いー君といっしょ

2015年11月20日……
最愛の17歳の息子を自死で失いました。
悲しみの記録と、彼の歩んだ道、そしてこれから残された家族三人の日々を記します。

歌を継ぐもの

お世辞にも上手と言えないわめき声のような歌が、リビングから聞こえてくる。


いー君の妹の声だ。


スマホを買ってやったから、そこから動画を見てイヤホンをして一緒に歌っている。


いー君も歌が好きだった。


いつもイヤホンをして歌っていたっけ。


妹は正直近所迷惑レベルの下手さなので、なんとかしたいが……


まあ、娘に歌声が戻ってきた……
それはそれで寿ぐことなのかもしれない。


お兄ちゃんの想いを受けて歌っているのかもしれない。


娘の歌声は、お兄ちゃんが歌えなかった分の歌声。


そう思うと微笑ましい。
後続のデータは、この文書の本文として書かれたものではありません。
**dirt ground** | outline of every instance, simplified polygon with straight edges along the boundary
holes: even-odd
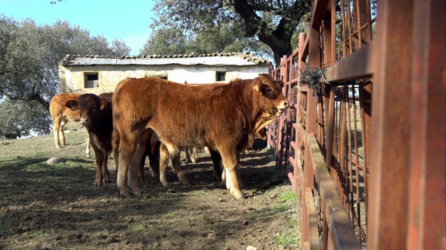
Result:
[[[114,160],[111,183],[93,187],[92,159],[84,156],[86,133],[0,141],[0,249],[295,249],[295,198],[272,151],[256,140],[240,157],[246,199],[236,200],[213,181],[204,151],[181,164],[191,186],[164,188],[151,177],[142,197],[119,196]],[[47,164],[52,157],[64,162]],[[148,164],[146,164],[146,166]],[[294,198],[294,199],[293,199]]]

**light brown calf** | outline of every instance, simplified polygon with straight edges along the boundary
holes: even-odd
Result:
[[[79,111],[72,111],[65,106],[69,100],[76,100],[79,99],[80,94],[72,93],[63,93],[55,95],[49,103],[49,114],[53,118],[53,129],[54,131],[54,144],[58,149],[61,148],[59,142],[59,135],[63,146],[66,146],[65,134],[63,127],[68,122],[78,122],[80,119]],[[90,138],[87,133],[86,148],[85,149],[85,156],[90,158]]]

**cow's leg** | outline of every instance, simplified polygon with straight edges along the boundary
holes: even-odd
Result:
[[[103,159],[102,159],[102,181],[109,183],[110,182],[110,173],[109,172],[109,168],[107,167],[107,161],[109,160],[109,152],[107,150],[102,150]]]
[[[58,149],[61,148],[61,144],[59,141],[59,129],[61,126],[61,119],[56,118],[53,122],[53,129],[54,133],[54,144]]]
[[[118,176],[118,169],[119,167],[119,156],[118,149],[119,149],[119,135],[116,129],[114,129],[112,133],[112,146],[113,147],[113,158],[114,159],[115,175]]]
[[[192,161],[192,163],[197,163],[197,160],[198,160],[198,147],[194,147],[192,148],[190,160]]]
[[[141,157],[146,149],[146,141],[139,141],[137,145],[137,149],[133,154],[130,167],[128,172],[129,186],[132,188],[133,194],[140,197],[141,195],[141,189],[139,188],[139,180],[138,174],[139,174],[139,162]]]
[[[184,153],[186,158],[186,162],[192,162],[192,159],[190,158],[190,153],[189,152],[189,147],[186,146],[184,147]]]
[[[174,165],[174,171],[176,174],[176,176],[178,177],[178,180],[180,182],[183,183],[184,185],[190,185],[190,183],[187,181],[186,178],[186,175],[184,174],[183,172],[183,169],[181,168],[181,163],[180,161],[180,152],[176,153],[172,158],[172,164]]]
[[[66,125],[68,121],[66,121],[63,118],[61,119],[61,126],[59,128],[61,135],[61,142],[62,142],[62,146],[66,146],[66,143],[65,142],[65,133],[63,133],[63,127]]]
[[[86,142],[85,143],[86,144],[86,147],[85,149],[85,157],[89,158],[90,158],[90,133],[89,131],[86,132]]]
[[[238,169],[238,167],[240,166],[240,153],[237,154],[237,179],[238,180],[238,185],[240,188],[243,188],[245,185],[243,185],[243,181],[242,181],[242,175],[240,173],[240,170]]]
[[[232,147],[229,149],[223,148],[219,151],[222,155],[222,160],[223,161],[225,170],[227,172],[226,176],[226,188],[228,188],[231,194],[236,199],[245,199],[243,192],[240,190],[238,178],[238,153],[232,149]]]
[[[210,151],[212,165],[214,169],[215,181],[222,181],[222,156],[216,151]]]
[[[138,181],[139,182],[144,182],[144,164],[146,164],[146,158],[148,156],[148,152],[151,151],[151,141],[147,140],[146,143],[146,148],[144,151],[141,156],[141,160],[139,160],[139,165],[138,165]]]
[[[125,136],[123,133],[119,134],[121,136],[118,149],[118,167],[116,185],[121,195],[129,196],[127,176],[130,162],[136,149],[137,135],[130,131]]]
[[[164,145],[164,143],[162,143],[160,147],[160,181],[164,187],[167,187],[169,185],[166,174],[167,172],[167,165],[169,164],[169,160],[170,153],[169,153],[169,151],[167,150],[166,145]]]
[[[149,165],[152,176],[158,179],[160,178],[160,147],[161,142],[155,140],[151,140],[148,152]]]
[[[102,185],[102,162],[104,160],[104,154],[94,143],[92,144],[92,146],[96,158],[96,177],[95,178],[94,185],[95,187],[98,187]]]

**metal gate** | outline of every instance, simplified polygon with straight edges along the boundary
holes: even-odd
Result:
[[[302,249],[445,249],[445,10],[314,1],[271,72],[292,104],[268,145],[298,197]]]

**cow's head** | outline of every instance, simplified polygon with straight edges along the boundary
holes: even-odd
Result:
[[[261,110],[277,117],[282,115],[289,107],[289,101],[282,93],[284,82],[274,80],[267,74],[260,74],[253,81],[256,105]]]
[[[94,94],[84,94],[79,97],[79,100],[70,100],[66,106],[72,111],[79,110],[80,123],[86,128],[91,128],[95,124],[100,118],[102,110],[110,105],[102,98],[99,98]]]

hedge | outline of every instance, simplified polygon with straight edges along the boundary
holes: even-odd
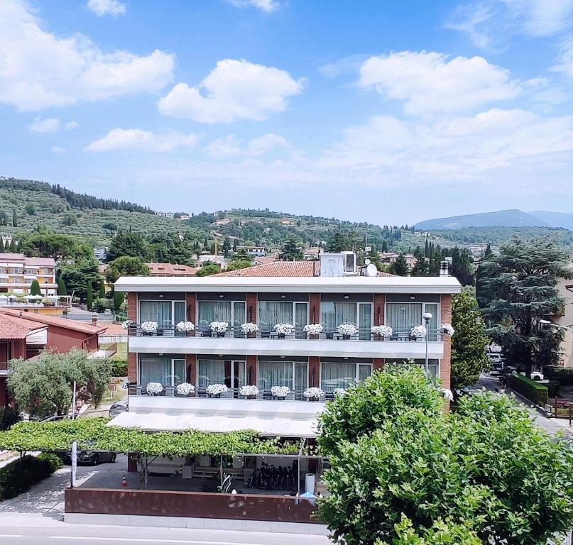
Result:
[[[61,467],[62,461],[49,453],[14,460],[0,469],[0,501],[27,492]]]
[[[547,403],[547,387],[545,384],[540,384],[523,375],[513,374],[509,377],[509,387],[538,405]]]
[[[557,380],[562,386],[573,385],[573,367],[546,365],[543,369],[543,374],[545,378]]]

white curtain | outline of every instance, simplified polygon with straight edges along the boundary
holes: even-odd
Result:
[[[156,321],[160,326],[171,325],[171,302],[140,302],[139,320],[141,323],[144,321]]]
しばらくそっとしておこう。


いつかきっと上手になる日が来るのかもしれない。


そう、お兄ちゃんがついてるからね。


歌え、心のままに。


歌え、力強く。


お兄ちゃんが歌えなかった今という世界に……心のままに感情をぶっ放せ。


歌声が戻ってきた……


忘れかけていたものが……ウチに戻ってきたんだ。


今日はもう少しこのまま……


娘の下手な歌に付き合うとしよう。